Dependency Injection is not working for my JavaDelegates and TaskListeners. It works for neither Flowable beans (e.g., RuntimeService) nor application EJB beans. In the other parts of the application, dependency injection works for both of them.
I use Flowable 6.4.2 with the CdiStandaloneProcessEngineConfiguration on TomEE 7.1.1, and I use the flowable:class attribute in the BPMN 2.0 XML file.
I followed the documentation on setting up Flowable with CDI.
I’ve never used Flowable with CDI, but in general flowable:class uses the new operator to instantiate your delegates. Your best bet is to use flowable:expression or flowable:delegateExpression so the beans can be injected/autowired.
That’ s too bad because it keeps me from migrating to Flowable. For Camunda, injection works with camunda:class too. My JavaDelegates and TaskListeners are not stateless, so I cannot easily switch to flowable:expression and flowable:delegateExpression.
Do you have an example xml of where the class injection is working? I’m trying to see if this was old behavior that was working differently in the past.
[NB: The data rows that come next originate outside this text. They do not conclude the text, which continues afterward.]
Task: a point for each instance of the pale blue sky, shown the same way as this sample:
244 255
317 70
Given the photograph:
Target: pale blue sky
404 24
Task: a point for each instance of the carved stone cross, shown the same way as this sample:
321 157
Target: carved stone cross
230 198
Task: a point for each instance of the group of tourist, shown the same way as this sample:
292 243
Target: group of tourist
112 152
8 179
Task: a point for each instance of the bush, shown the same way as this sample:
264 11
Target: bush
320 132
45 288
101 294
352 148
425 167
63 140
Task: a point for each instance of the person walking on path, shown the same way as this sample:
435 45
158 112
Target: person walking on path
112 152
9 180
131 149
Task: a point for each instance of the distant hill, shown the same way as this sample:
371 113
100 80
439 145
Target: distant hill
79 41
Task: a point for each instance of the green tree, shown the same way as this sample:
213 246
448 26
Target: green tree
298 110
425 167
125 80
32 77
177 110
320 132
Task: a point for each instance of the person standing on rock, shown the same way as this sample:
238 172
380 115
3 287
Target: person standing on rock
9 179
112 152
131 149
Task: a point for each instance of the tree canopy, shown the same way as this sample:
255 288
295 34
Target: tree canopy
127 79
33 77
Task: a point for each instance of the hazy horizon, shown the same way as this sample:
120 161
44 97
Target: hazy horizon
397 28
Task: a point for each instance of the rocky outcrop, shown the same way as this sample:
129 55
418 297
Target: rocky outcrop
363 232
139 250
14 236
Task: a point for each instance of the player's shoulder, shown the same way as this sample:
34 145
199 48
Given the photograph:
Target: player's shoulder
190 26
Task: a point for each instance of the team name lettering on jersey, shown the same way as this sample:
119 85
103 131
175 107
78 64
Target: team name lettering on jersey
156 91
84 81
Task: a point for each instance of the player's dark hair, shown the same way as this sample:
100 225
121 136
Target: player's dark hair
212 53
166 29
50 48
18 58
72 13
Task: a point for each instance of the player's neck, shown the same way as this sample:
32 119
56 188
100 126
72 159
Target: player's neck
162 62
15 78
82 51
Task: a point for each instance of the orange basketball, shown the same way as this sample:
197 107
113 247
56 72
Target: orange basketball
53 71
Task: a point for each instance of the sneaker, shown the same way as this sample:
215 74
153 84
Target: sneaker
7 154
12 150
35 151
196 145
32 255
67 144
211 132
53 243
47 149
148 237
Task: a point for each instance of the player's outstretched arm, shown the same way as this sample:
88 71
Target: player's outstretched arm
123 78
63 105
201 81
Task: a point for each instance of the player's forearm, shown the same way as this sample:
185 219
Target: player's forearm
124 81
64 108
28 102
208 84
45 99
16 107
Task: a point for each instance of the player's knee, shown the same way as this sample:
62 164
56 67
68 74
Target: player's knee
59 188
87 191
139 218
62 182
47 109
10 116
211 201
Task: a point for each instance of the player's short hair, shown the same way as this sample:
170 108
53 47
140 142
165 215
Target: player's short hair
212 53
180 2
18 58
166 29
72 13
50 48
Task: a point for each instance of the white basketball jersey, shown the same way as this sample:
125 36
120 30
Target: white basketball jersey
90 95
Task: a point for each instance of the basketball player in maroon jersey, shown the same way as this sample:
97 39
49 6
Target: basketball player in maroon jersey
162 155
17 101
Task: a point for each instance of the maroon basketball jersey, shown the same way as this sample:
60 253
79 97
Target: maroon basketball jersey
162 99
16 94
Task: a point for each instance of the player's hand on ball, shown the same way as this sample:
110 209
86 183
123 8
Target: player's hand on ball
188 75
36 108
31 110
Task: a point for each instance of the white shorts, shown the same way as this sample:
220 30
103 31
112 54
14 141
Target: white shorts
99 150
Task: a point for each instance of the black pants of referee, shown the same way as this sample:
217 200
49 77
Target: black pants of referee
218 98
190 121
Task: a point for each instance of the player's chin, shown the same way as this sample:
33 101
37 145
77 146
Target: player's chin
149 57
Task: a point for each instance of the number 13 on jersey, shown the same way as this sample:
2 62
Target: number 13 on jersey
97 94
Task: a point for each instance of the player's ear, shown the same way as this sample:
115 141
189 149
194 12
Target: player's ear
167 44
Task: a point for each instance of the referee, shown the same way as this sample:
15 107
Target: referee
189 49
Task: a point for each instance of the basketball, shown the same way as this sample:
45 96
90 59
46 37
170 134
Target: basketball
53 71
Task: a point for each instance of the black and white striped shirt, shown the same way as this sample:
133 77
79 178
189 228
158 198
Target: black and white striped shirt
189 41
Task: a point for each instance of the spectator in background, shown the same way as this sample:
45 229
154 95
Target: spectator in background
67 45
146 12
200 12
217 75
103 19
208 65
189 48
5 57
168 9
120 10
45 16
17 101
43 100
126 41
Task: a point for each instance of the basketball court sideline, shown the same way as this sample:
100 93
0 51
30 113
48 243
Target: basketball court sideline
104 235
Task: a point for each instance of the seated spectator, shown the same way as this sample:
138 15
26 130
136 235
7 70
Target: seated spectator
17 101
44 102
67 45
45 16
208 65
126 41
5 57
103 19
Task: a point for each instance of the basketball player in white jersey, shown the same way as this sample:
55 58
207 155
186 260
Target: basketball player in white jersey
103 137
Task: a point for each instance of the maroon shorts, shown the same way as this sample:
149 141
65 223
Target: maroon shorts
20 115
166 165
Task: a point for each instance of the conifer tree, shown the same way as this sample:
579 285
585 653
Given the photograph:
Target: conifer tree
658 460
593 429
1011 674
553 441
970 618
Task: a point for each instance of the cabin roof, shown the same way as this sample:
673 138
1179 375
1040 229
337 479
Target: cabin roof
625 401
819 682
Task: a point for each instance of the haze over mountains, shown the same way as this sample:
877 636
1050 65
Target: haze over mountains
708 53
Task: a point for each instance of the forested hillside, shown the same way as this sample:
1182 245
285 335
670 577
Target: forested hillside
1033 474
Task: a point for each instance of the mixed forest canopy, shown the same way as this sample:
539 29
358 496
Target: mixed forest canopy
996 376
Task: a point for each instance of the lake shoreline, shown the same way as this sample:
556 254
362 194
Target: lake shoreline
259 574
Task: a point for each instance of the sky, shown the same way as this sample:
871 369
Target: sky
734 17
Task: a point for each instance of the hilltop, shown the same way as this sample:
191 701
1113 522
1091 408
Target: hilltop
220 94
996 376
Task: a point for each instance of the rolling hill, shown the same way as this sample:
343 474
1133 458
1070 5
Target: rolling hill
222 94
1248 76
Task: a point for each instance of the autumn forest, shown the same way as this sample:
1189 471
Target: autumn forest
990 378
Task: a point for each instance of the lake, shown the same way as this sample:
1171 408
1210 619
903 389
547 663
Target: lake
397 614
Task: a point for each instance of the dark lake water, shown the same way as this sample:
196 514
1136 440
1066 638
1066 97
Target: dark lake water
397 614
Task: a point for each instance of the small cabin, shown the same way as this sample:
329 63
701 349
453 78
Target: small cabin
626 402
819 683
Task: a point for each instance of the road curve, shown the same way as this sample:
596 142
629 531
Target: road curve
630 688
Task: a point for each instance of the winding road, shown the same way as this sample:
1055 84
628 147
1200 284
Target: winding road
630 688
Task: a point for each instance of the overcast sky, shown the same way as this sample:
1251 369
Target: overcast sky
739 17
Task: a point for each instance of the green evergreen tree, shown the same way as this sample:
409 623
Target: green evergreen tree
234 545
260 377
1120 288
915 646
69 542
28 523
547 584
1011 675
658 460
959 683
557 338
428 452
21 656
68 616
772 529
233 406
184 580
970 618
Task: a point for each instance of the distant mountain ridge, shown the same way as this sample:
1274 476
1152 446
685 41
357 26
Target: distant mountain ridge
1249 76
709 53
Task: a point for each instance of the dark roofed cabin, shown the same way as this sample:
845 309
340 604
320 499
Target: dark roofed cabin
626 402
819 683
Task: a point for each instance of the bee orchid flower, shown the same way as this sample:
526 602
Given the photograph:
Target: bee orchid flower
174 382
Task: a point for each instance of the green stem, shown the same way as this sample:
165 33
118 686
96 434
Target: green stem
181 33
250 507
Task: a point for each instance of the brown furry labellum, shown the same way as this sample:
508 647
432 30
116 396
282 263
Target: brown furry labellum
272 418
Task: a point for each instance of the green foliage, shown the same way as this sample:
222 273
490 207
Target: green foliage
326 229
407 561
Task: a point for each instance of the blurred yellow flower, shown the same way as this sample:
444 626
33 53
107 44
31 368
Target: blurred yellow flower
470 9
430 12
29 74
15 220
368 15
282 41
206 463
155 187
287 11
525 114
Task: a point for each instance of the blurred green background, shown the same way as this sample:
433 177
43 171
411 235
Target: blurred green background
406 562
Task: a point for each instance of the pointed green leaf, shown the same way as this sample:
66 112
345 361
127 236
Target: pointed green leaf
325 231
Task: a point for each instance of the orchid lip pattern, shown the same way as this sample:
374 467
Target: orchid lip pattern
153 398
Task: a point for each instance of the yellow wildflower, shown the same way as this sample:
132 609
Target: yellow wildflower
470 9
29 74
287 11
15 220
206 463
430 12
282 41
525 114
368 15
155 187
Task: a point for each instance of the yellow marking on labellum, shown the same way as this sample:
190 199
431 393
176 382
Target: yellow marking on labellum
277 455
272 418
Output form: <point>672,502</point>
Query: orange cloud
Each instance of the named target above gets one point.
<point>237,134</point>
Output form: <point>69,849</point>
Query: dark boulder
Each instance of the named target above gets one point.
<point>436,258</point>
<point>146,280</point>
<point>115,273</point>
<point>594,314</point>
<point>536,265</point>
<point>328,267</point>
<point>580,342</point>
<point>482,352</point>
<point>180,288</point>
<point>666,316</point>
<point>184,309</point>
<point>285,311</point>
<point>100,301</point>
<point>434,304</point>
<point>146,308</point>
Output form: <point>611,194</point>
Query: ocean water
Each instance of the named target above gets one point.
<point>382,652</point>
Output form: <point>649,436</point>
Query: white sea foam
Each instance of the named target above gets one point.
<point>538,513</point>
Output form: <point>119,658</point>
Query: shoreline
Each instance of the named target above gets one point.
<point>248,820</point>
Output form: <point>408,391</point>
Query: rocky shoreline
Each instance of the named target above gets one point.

A delegateExpression should give you the same behavior (as no new instance is created). However, do note that in multi-threaded usages this can lead to unforseen behavior.
I need separate instances for each invocation. Otherwise, I will get unforeseen behavior when multiple activity instances execute concurrently as my delegate is not stateless.
In Camunda injection works, in Flowable it does not.
Ok, i think we were indeed talking about different things. I thought you mean class injection, but you mean injection of other services/beans into your service task class Foo in this example?
My CDI is quite rusty. Can you give an example how that Foo service task looks like (doesn’t need the logic, just the injection part).